Reputation: 403
I am seeking to generate a fake dataset for my research using the Faker library. I am unable to link gender and first name of the person. Can I expect some help in this regard? The function is given below.
def faker_categorical(num=1, seed=None):
np.random.seed(seed)
fake.seed_instance(seed)
output = [
{
"gender": np.random.choice(["M", "F"], p=[0.5, 0.5]),
"GivenName": fake.first_name_male() if "gender"=="M" else fake.first_name_female(),
"Surname": fake.last_name(),
"Zipcode": fake.zipcode(),
"Date of Birth": fake.date_of_birth(),
"country": np.random.choice(["United Kingdom", "France", "Belgium"]),
}
for x in range(num)
]
return output
df = pd.DataFrame(faker_categorical(num=1000))
Upvotes: 4
Views: 6838
Reputation: 306
There is a piece of research in classification linking a name to a Gender,for example John is 99.8% male,and Maria is 99.8% female. You can read it here and can also download a .csv
file which maps different names to genders. What I did when I needed fake data about people was parse the dataset and if the value was there I assigned the classified gender,if it wasn't (Because of locals or something else) I just assigned a np.random.choice(["MALE", "FEMALE"])
. Hope this helped
Upvotes: 1
Reputation: 189638
Your question is unclear, but I guess what you are looking for is a way to refer to the result from np.random.choice()

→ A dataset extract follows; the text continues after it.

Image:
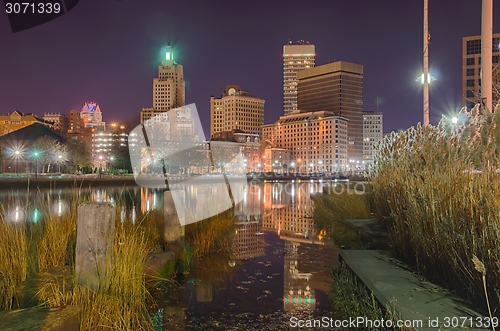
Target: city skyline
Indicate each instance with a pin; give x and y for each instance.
(68, 61)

from two different places in your code. Easy -- assign it to a temporary variable, then refer to that variable from both places.
def faker_categorical(num=1, seed=None):
np.random.seed(seed)
fake.seed_instance(seed)
output = []
for x in range(num):
gender = np.random.choice(["M", "F"], p=[0.5, 0.5])
output.append(
{
"gender": gender,
"GivenName": fake.first_name_male() if gender=="M" else fake.first_name_female(),
"Surname": fake.last_name(),
"Zipcode": fake.zipcode(),
"Date of Birth": fake.date_of_birth(),
"country": np.random.choice(["United Kingdom", "France", "Belgium"]),
})
return output
Upvotes: 5